Emily in Love by Susan Goldman Rubin (1997-05-09): Susan Goldman ...

Title: Emily in Love

Author: Susan Goldman Rubin

Genre: YA Realistic Fiction

Number of Pages: 176

Rating: B-

Recommended?: Yes

Sequel to: Emily Good as Gold




  Emily in Love picks up where it’s predecessor left off, following the joys and challenges in the life of the titular character. All Emily wants is to be like everybody else and be treated accordingly, but her mental disability complicates things that come naturally to other girls her age. At the beginning of this book, Emily is mainstreamed for the first time in her life and gets a job at a healthy foods market that employs a lot of young people with special needs.



Trying to function at a regular school is hard for Emily, but she meets a boy named Hunt in her new school who she becomes quite infatuated with.

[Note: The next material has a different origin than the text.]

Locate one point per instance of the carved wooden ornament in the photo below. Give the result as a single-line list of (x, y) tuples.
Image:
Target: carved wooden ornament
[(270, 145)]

She doesn’t want Hunt to know she’s slow, and she goes to great lengths to hide the truth from him. Emily’s whole Hunt obsession and desperate attempts to make him think she’s normal and thus possibly ‘like’ her back was a little bit painful, because he obviously knew she was mentally slow from the get-go and she was putting herself through all this extra stress for no reason.


Unfortunately Hunt wasn’t developed at all throughout the story, he was just kind of your basic easy-going teenage boy who doesn’t want to be mean to mentally disabled kids but doesn’t necessarily want to hang out with them either. The way the whole conflict with him was resolved left a lot to be desired. Just like the previous book, it’s  satisfying to watch Emily gradually gain maturity and grow more independent.


I think that’s the most realistic element of the stories; Emily doesn’t miraculously show progress by leaps and bounds and that’s what makes the reader feel uplifted when she figures something important out and exceeds the expectations of both the people around her and herself. It’s a fairly rare example of a mentally disabled character being the lead of their own story instead of a supporting character, and it doesn’t water down how challenging life can be for Emily while still maintaining a hopeful message. It’s a shame the author didn’t write any more books about this character after this one, but she has succeeded in creating a sympathetic and believable heroine in Emily.